CHAPTER III.
APPRENTICESHIP.
The boy was learning idle habits. He refused to go back to the Lancaster school. Indeed, from the cruel treatment he had received there, his parents did not ask him to return. He had now been expelled from three schools. If he went to a fourth, it is probable that he might also have been expelled from that. It would not do for him to go scouring the hills in search of adders, or to bring them home to the “terrification” of his neighbours. He himself wished to go to work. His parents at last gave their consent, though he was then only about six years old. But poor people can always find something for their children to do out of doors. The little that they earn is always found very useful at home.
TOBACCO WORKING.
Edward’s brother, who was about two years older than himself, was working at Craig and Johnston’s tobacco work. On inquiry, it was found that the firm was willing to take young Edward at the wage of fourteen-pence a week. The tobacco-spinners worked in an old house situated at the end of the flour mill in St. Nicholas Street.
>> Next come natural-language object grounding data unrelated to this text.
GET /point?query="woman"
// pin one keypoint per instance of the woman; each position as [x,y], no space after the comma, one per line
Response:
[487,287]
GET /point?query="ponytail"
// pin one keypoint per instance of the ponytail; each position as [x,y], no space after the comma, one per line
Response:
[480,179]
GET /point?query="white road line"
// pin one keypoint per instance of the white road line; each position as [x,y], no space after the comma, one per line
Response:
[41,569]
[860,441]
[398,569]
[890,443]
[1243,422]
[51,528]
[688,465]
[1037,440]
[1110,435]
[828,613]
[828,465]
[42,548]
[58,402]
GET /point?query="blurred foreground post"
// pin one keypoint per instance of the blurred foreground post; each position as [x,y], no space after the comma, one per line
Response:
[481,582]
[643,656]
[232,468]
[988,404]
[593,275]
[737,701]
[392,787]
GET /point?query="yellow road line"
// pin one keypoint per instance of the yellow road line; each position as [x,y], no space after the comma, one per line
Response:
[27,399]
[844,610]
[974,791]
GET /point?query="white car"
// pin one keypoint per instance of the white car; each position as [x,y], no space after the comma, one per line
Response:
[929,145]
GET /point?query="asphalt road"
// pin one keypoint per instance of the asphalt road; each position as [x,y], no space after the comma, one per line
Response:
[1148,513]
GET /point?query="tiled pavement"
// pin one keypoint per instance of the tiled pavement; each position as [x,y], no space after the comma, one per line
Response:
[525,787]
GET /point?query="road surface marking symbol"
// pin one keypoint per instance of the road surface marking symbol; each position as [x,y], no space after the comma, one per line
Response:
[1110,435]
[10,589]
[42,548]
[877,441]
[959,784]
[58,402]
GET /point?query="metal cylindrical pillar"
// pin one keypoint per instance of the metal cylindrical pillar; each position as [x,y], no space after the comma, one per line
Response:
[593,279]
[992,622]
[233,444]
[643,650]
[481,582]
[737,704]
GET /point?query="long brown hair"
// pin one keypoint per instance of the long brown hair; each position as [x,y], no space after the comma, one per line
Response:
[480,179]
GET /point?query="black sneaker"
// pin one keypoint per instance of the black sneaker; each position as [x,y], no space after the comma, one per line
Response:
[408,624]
Each spinner had three boys under him—the wheeler, the pointer, and the stripper. Edward went through all these grades. As a stripper he could earn about eighteen-pence a week.
THE BRIG O’ BALGOWNIE.
The master was a bird-fancier, so that Edward got on very well with him. The boy brought him lots of nests and young birds in summer, and old birds which he trapped during winter. The master allowed him to keep rabbits in the back yard; so that, what between working and playing, attending to his rabbits and catering for their food, his time passed much more happily than it had done at school.